Few studies investigated the GCS as the sole variable in predicting outcome in patients with head injury (Diringer & Edwards, 1997; Zafonte et al., 1996; Balestreri et al., 2004). Zafonte and associates examined the relationship between the GCS score and a number of outcome variables, such as the Disability Rating Scale (DRS), the Rancho Los Amigos Levels of Cognitive Function Scale (LCFS), and the cognitive and motor components of the functional independence measure (FIM‐COG and FIM‐M, respectively), which are all standardized instruments that are commonly used in assessing level of disability in head injury patients. Correlational analysis between GCS scores and these different outcome measures yielded only modest results with correlation coefficients ranging from −.28 (DRS) to .37 (FIM‐COG; Zafonte et al.). Similarly, Diringer and Edwards reported a modest ability of the GCS score to accurately predict level of independence (71%) in patients who had sustained head injuries.
Healey and associates (2003) examined the GCS score as a single predictor of outcome, but used a general trauma population in their sample rather than only head‐injured trauma patients. Findings from this study revealed that the motor component of the GCS was more effective in predicting outcome in trauma patients. This finding will be discussed further in the following section addressing the individual components of the GCS score.
Lastly, Balestreri and associates (2004) investigated correlations between admission GCS scores and GOS scores at 6 months postinjury in patients admitted to their facility over a period of 10 years. While significant correlations were found between admission GCS scores and GOS scores for the first 5 years of the study (r = .41, p < .00001, n = 183), the correlations for the remainder of the study period were not as strong (r = .091, p = 226, n = 175).
More recent research on predicting outcome in patients who have sustained head injuries includes the GCS score as part of a larger group of predictor variables labeled as injury severity variables (Bush et al., 2003; Novack, Bush, Meythaler, & Canupp, 2001). In an attempt to establish a path model for outcome prediction in this patient population, path analyses in these studies reveal that injury severity variables (one being the GCS score) exhibited a significant causal relationship with functional status (.54 and .35) and cognitive status (.46 and −.48; Bush et al., 2003; Novack et al., 2001). Thus, grouping the GCS scores with other clinical variables again influences its ability to predict outcome in this patient population.

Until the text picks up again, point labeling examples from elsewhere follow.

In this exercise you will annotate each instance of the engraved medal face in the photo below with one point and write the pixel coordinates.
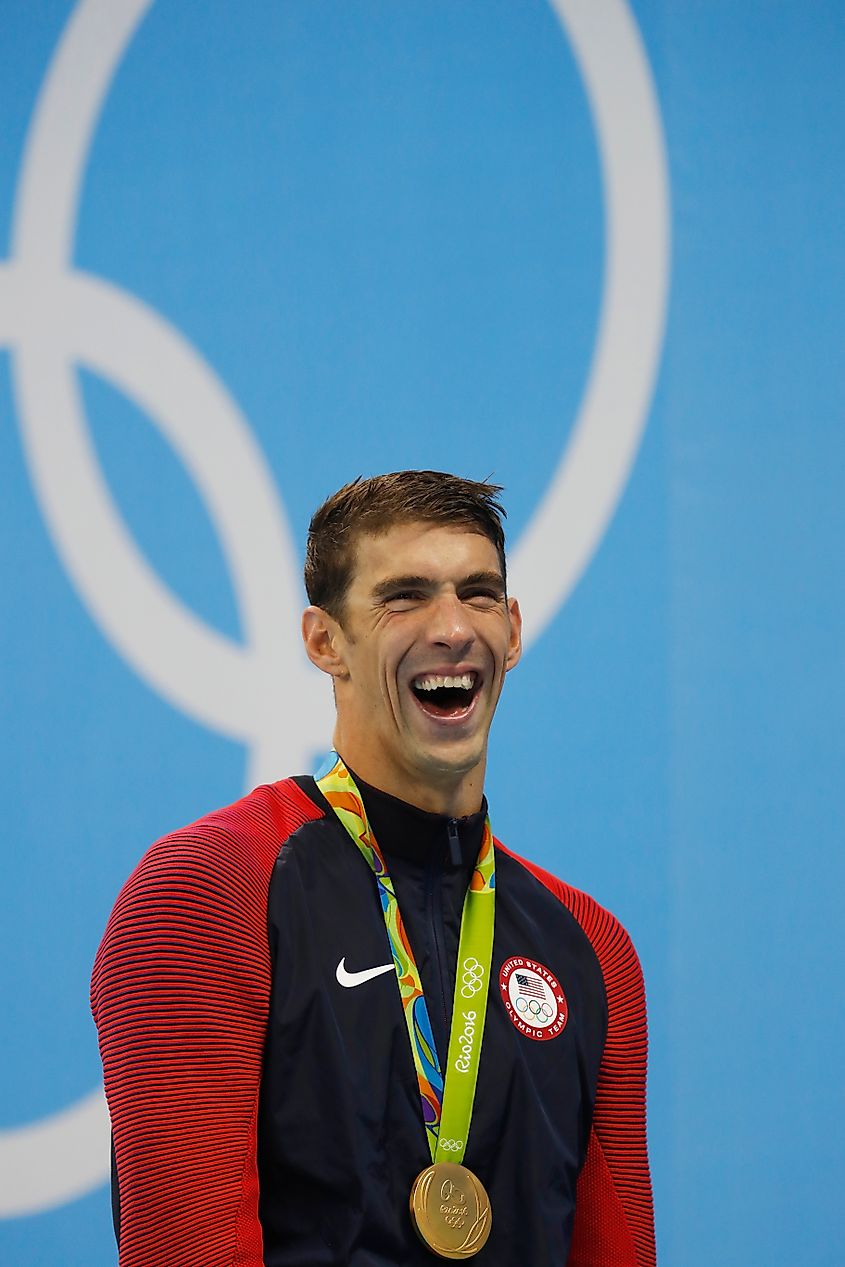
(450, 1210)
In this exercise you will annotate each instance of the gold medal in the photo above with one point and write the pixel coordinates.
(450, 1210)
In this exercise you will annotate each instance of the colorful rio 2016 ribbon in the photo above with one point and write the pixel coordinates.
(446, 1101)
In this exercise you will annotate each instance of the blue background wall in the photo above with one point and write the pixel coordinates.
(383, 227)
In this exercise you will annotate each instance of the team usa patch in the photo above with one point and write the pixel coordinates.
(533, 999)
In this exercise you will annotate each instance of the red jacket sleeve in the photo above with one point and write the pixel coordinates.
(613, 1211)
(180, 996)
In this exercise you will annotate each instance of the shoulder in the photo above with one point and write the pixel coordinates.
(609, 940)
(238, 841)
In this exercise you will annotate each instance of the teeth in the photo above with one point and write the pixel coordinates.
(435, 681)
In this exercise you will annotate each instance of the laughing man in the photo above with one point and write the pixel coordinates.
(341, 1024)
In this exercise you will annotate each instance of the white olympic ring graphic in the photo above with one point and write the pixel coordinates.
(53, 317)
(471, 978)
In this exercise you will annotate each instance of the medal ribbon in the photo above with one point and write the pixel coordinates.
(446, 1101)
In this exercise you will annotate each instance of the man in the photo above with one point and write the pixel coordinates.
(340, 1024)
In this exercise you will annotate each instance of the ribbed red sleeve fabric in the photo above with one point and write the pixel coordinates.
(180, 996)
(613, 1211)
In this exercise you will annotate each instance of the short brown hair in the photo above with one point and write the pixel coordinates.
(373, 506)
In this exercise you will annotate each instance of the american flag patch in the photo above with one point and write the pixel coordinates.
(530, 986)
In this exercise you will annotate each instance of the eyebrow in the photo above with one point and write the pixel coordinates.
(494, 579)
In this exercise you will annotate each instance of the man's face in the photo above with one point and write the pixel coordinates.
(426, 640)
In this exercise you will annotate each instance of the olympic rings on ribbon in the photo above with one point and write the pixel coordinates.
(471, 978)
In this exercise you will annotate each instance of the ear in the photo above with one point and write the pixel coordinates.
(323, 639)
(514, 641)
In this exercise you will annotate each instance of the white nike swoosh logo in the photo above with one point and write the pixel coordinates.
(357, 978)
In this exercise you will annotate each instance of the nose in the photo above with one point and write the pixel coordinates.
(450, 625)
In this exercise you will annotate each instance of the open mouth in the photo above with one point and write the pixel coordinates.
(441, 696)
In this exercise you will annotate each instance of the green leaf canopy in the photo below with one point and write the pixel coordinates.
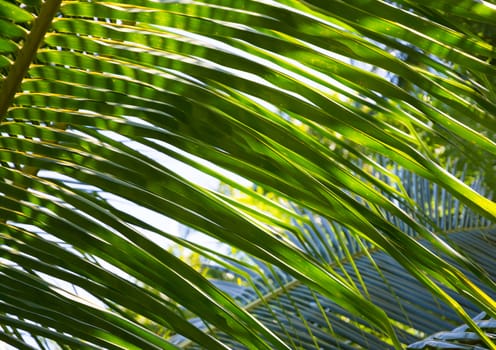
(325, 105)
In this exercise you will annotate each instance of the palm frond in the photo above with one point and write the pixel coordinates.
(103, 100)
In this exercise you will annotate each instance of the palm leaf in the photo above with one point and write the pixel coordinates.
(103, 97)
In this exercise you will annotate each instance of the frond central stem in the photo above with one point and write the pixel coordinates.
(27, 54)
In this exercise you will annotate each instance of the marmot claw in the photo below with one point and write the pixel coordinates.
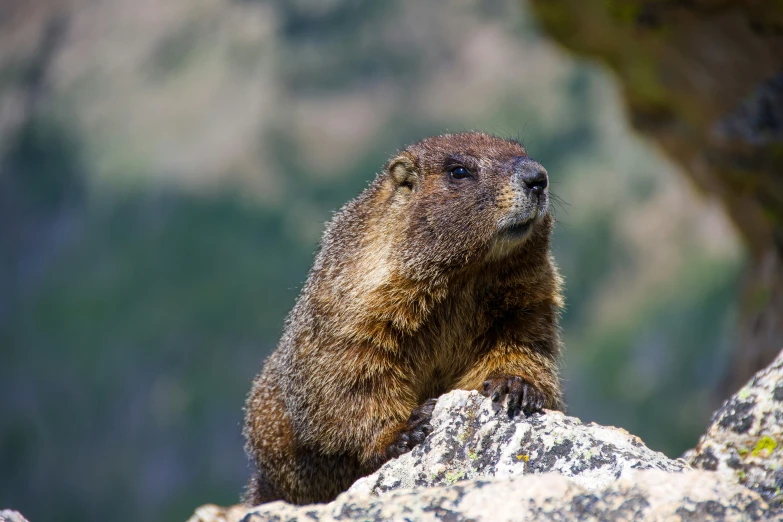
(522, 396)
(415, 431)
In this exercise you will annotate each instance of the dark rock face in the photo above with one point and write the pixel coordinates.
(744, 440)
(704, 80)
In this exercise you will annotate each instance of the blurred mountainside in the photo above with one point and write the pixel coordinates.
(166, 169)
(704, 79)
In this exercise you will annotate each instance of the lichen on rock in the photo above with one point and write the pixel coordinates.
(475, 438)
(743, 442)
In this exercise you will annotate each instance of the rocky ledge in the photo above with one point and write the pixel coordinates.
(478, 464)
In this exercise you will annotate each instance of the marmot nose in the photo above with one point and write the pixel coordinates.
(535, 179)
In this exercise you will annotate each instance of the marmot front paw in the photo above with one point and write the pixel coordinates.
(521, 394)
(415, 431)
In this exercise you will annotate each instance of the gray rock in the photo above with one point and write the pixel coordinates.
(480, 465)
(474, 438)
(9, 515)
(744, 442)
(640, 495)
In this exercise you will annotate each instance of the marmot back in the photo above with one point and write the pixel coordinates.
(437, 277)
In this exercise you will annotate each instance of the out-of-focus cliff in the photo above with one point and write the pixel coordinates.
(704, 80)
(166, 167)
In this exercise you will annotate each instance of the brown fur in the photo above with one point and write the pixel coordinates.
(416, 291)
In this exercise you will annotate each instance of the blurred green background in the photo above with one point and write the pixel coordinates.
(166, 168)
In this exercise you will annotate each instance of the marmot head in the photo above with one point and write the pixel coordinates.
(463, 199)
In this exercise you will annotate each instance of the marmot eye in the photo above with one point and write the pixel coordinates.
(459, 172)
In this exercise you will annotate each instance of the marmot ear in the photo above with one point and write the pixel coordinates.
(403, 173)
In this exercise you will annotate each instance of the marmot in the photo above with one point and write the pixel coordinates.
(437, 277)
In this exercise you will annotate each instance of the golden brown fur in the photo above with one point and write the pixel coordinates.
(422, 285)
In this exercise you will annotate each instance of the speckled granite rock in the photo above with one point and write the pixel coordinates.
(8, 515)
(744, 443)
(472, 438)
(480, 465)
(640, 495)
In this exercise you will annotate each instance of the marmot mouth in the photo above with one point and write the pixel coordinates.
(517, 230)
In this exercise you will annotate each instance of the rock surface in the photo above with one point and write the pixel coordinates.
(9, 515)
(743, 443)
(473, 438)
(649, 495)
(480, 465)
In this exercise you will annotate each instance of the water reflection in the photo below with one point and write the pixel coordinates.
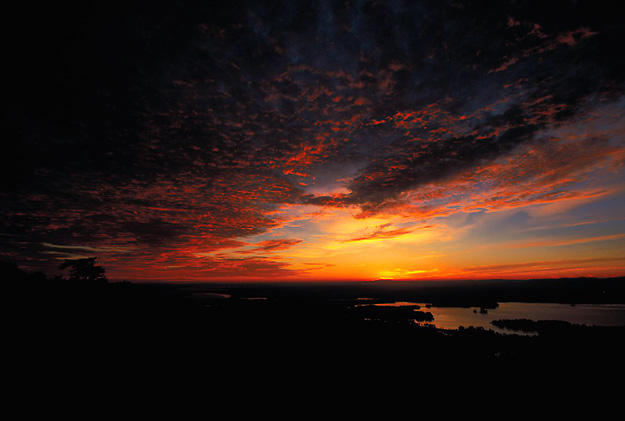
(582, 314)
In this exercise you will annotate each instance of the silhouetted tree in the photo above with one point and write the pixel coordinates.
(84, 270)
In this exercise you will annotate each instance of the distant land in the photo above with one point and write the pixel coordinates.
(256, 326)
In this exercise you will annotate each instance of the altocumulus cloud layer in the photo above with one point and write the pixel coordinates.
(169, 134)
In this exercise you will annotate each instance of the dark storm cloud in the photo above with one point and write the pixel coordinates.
(167, 124)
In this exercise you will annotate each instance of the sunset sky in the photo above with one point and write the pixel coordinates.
(322, 140)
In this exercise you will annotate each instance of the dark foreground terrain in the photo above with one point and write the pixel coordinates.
(298, 329)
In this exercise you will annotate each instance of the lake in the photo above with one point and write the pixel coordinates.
(583, 314)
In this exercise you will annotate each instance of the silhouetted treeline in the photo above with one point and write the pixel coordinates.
(252, 325)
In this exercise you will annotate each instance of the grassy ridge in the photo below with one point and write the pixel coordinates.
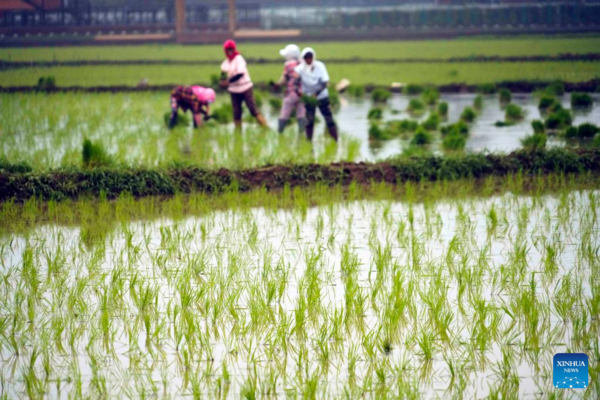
(511, 46)
(383, 74)
(72, 183)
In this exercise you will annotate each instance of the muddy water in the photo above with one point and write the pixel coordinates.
(484, 136)
(262, 242)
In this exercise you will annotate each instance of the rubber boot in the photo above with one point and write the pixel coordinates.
(261, 120)
(301, 124)
(333, 132)
(309, 131)
(281, 125)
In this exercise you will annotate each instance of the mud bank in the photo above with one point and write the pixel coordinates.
(590, 86)
(21, 184)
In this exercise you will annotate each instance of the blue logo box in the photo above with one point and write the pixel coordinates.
(570, 371)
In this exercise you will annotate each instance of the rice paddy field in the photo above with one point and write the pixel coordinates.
(416, 292)
(423, 288)
(36, 130)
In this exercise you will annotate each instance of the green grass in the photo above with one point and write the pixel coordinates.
(47, 131)
(383, 74)
(466, 47)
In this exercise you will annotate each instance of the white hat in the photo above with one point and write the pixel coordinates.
(290, 52)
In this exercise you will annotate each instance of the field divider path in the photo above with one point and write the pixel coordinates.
(7, 64)
(20, 183)
(590, 86)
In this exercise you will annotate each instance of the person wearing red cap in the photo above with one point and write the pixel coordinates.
(197, 99)
(236, 79)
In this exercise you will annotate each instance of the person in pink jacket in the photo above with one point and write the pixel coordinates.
(236, 79)
(197, 99)
(292, 99)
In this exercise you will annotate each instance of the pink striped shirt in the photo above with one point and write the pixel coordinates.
(233, 68)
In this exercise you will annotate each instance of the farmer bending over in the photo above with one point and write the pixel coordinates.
(236, 79)
(292, 99)
(194, 98)
(314, 78)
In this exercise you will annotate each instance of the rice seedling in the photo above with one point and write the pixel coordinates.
(442, 109)
(454, 141)
(375, 113)
(432, 122)
(416, 107)
(504, 95)
(513, 113)
(535, 141)
(538, 126)
(380, 95)
(275, 103)
(478, 103)
(559, 120)
(468, 115)
(356, 90)
(421, 137)
(430, 96)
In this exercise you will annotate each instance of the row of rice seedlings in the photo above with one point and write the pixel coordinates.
(123, 132)
(377, 297)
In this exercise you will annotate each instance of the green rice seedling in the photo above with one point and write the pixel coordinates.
(412, 89)
(454, 141)
(581, 100)
(559, 120)
(546, 102)
(478, 103)
(460, 127)
(380, 95)
(538, 126)
(375, 113)
(182, 119)
(421, 137)
(504, 95)
(94, 155)
(556, 88)
(468, 115)
(398, 127)
(377, 133)
(416, 107)
(222, 114)
(443, 109)
(46, 83)
(432, 122)
(535, 141)
(587, 130)
(487, 88)
(430, 96)
(513, 113)
(275, 103)
(356, 90)
(334, 98)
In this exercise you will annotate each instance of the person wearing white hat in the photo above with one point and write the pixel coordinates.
(314, 78)
(292, 99)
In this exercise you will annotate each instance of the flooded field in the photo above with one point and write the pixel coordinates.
(465, 297)
(36, 129)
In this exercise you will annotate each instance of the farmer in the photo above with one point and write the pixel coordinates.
(194, 98)
(236, 79)
(292, 99)
(314, 78)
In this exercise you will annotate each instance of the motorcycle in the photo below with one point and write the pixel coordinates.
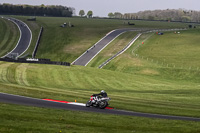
(97, 101)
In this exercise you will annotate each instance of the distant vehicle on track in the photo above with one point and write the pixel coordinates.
(99, 101)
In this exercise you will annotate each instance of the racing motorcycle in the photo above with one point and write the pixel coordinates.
(97, 101)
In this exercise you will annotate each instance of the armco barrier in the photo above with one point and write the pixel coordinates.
(39, 61)
(37, 43)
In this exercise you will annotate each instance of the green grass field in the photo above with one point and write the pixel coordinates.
(67, 44)
(9, 35)
(133, 82)
(15, 119)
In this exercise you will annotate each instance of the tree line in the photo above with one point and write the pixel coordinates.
(168, 15)
(42, 10)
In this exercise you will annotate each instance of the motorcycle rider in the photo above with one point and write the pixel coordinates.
(102, 94)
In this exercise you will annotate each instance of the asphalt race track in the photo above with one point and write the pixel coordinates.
(24, 41)
(14, 99)
(87, 56)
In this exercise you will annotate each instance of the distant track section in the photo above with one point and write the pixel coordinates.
(24, 40)
(88, 55)
(122, 51)
(15, 99)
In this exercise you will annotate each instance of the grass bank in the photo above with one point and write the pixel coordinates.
(66, 44)
(23, 119)
(134, 92)
(9, 36)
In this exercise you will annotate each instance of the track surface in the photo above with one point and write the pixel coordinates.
(87, 56)
(14, 99)
(25, 38)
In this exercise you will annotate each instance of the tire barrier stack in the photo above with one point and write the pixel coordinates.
(36, 61)
(37, 43)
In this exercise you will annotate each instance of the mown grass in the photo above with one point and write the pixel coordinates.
(9, 35)
(133, 83)
(181, 50)
(67, 44)
(23, 119)
(128, 91)
(113, 48)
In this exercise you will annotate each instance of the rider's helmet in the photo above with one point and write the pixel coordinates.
(102, 91)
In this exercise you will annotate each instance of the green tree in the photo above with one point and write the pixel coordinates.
(111, 15)
(81, 13)
(89, 14)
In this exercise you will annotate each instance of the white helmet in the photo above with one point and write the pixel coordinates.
(102, 91)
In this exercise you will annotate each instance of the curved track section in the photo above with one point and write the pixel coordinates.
(14, 99)
(24, 40)
(87, 56)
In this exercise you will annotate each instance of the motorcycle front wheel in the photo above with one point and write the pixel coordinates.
(103, 104)
(88, 104)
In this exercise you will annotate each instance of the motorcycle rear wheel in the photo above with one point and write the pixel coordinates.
(88, 104)
(103, 104)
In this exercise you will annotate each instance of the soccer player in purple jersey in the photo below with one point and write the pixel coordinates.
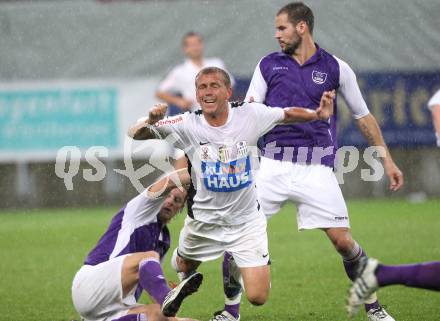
(128, 258)
(372, 275)
(298, 159)
(225, 214)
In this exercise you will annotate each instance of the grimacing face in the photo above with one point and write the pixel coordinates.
(286, 34)
(172, 204)
(212, 93)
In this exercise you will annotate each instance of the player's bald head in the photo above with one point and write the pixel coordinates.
(297, 12)
(215, 70)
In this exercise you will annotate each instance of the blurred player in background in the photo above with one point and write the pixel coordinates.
(128, 258)
(298, 159)
(177, 89)
(372, 275)
(225, 214)
(434, 106)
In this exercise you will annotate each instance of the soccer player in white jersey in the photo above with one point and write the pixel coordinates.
(218, 140)
(298, 159)
(127, 259)
(434, 106)
(178, 86)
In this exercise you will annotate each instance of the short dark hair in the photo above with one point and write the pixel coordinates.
(190, 34)
(215, 70)
(298, 11)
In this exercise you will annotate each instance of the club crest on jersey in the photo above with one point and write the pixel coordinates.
(319, 77)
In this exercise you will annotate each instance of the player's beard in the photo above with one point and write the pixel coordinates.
(291, 48)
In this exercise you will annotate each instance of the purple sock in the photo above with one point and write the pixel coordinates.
(132, 317)
(423, 275)
(351, 264)
(233, 309)
(225, 268)
(152, 280)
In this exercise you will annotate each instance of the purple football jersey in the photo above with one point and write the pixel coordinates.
(280, 81)
(135, 228)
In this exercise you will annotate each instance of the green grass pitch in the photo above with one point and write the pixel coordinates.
(41, 250)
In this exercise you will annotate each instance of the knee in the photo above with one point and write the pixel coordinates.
(343, 243)
(257, 298)
(152, 312)
(180, 264)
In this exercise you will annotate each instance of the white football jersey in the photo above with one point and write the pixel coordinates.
(222, 159)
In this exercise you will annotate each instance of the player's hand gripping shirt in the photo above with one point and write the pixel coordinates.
(222, 159)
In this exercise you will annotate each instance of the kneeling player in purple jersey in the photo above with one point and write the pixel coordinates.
(220, 142)
(298, 159)
(128, 257)
(372, 275)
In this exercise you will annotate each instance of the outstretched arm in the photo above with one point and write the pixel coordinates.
(323, 112)
(143, 130)
(181, 102)
(180, 178)
(371, 131)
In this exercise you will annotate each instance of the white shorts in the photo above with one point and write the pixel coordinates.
(97, 291)
(313, 188)
(247, 242)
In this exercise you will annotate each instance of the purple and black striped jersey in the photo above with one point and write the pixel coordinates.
(280, 81)
(135, 228)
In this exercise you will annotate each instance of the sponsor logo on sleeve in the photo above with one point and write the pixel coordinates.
(319, 77)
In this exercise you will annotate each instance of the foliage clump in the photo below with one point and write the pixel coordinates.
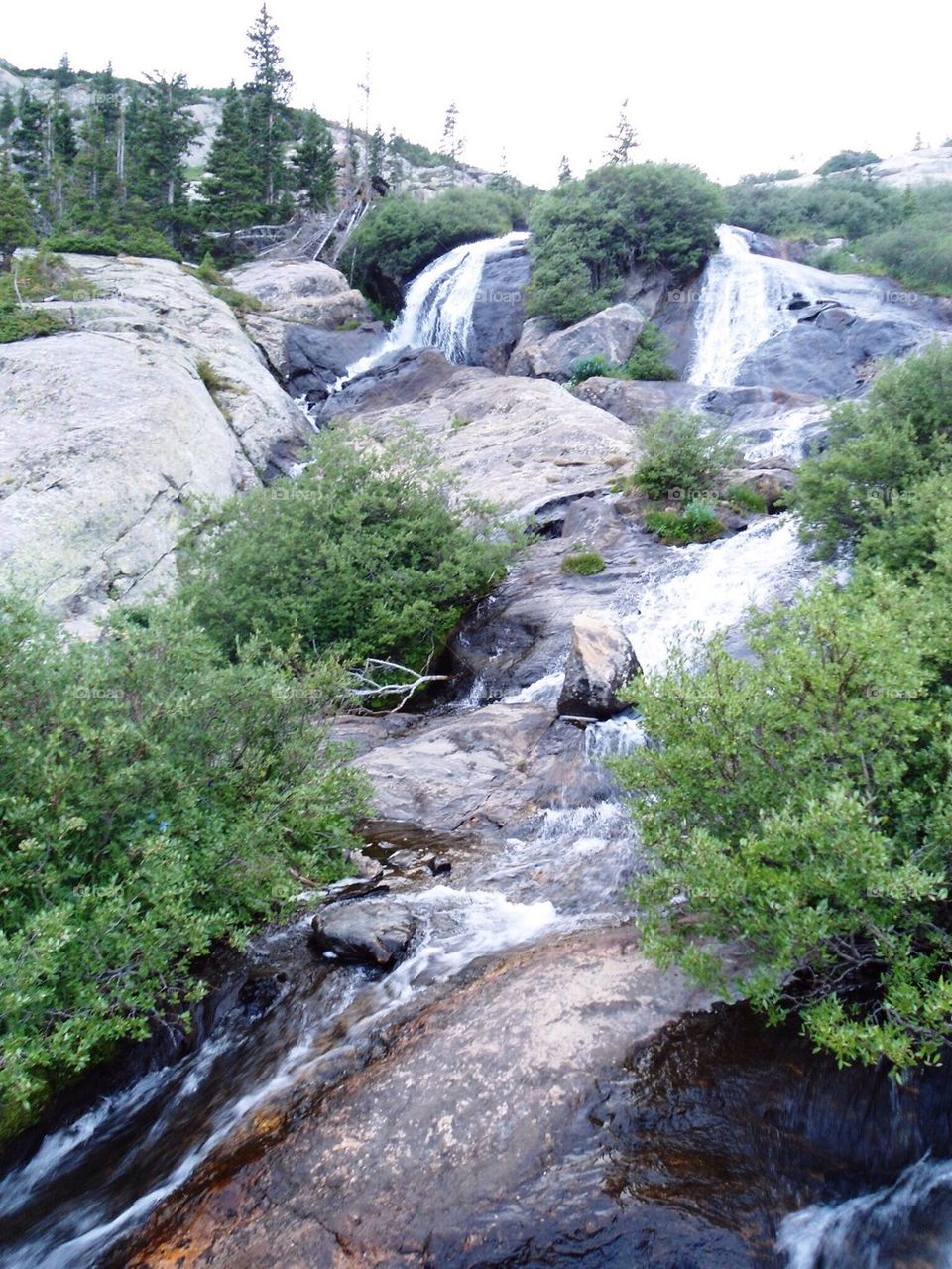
(156, 799)
(370, 553)
(583, 564)
(588, 233)
(682, 458)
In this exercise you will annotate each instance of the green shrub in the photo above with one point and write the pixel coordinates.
(370, 553)
(400, 236)
(583, 564)
(847, 159)
(587, 233)
(681, 458)
(800, 802)
(695, 523)
(156, 799)
(743, 499)
(878, 451)
(588, 368)
(650, 359)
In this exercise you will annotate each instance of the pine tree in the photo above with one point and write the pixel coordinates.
(268, 110)
(28, 141)
(314, 163)
(624, 140)
(159, 135)
(376, 153)
(231, 185)
(395, 164)
(15, 214)
(451, 144)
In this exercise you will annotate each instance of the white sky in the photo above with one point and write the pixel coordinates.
(737, 86)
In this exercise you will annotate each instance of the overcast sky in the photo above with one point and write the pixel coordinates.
(737, 86)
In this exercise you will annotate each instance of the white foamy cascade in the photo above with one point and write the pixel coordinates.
(746, 300)
(915, 1206)
(437, 310)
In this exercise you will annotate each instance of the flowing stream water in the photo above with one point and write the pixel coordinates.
(100, 1175)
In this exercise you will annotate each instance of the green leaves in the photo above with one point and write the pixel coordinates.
(154, 799)
(364, 555)
(798, 804)
(588, 233)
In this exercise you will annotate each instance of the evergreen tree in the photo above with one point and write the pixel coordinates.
(159, 135)
(314, 163)
(624, 140)
(395, 164)
(268, 110)
(15, 214)
(451, 144)
(28, 141)
(231, 185)
(64, 73)
(377, 151)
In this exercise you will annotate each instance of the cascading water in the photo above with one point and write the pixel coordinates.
(437, 310)
(89, 1182)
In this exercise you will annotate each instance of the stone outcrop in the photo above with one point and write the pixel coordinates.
(107, 431)
(600, 661)
(527, 444)
(545, 353)
(373, 932)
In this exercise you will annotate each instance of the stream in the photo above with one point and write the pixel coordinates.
(76, 1196)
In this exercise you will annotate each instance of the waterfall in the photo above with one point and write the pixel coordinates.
(909, 1222)
(437, 310)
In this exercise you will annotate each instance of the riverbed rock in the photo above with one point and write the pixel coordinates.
(611, 334)
(527, 444)
(376, 933)
(301, 291)
(499, 309)
(600, 661)
(108, 429)
(636, 401)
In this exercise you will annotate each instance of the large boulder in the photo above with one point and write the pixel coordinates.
(499, 309)
(636, 401)
(527, 444)
(601, 660)
(303, 291)
(376, 933)
(611, 334)
(154, 396)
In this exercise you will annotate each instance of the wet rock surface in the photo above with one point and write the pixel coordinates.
(364, 933)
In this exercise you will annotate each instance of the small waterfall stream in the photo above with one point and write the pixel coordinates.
(99, 1177)
(437, 310)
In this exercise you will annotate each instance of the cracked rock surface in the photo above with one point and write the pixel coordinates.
(108, 428)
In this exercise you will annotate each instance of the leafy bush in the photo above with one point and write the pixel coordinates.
(695, 523)
(847, 159)
(588, 233)
(681, 458)
(833, 207)
(878, 453)
(155, 799)
(583, 564)
(590, 367)
(364, 555)
(800, 802)
(400, 236)
(650, 358)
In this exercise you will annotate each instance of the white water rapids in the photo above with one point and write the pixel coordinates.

Individual Components of GCS
One criticism of the GCS is that the summed score does not always provide an accurate depiction of a patient's condition. For example, the verbal score, particularly in trauma patients, may be poor due to the fact that the patient requires endotracheal intubation, and might result in the patient being assigned a much lower verbal score, which would give a falsely low summed GCS score. Much of the earlier research on the predictive ability of the GCS score used the summed GCS score, rather than the scores of the individual components of the GCS (eye, motor, verbal; Changaris et al., 1987; Choi et al., 1991; Choi et al., 1994; Lokkeberg & Grimes, 1984; Narayan et al., 1981; Young et al., 1981). However, one of the earlier studies described in the preceding section not only included the summed GCS score, but also investigated if the separate components of the scale could be used to predict outcome (Choi et al., 1988). The authors concluded that while the GCS, when combined with age, was an acceptable predictor of outcome in the study, using only the motor score from the GCS and patient age yielded similar accuracy rates for prediction (Choi et al., 1988).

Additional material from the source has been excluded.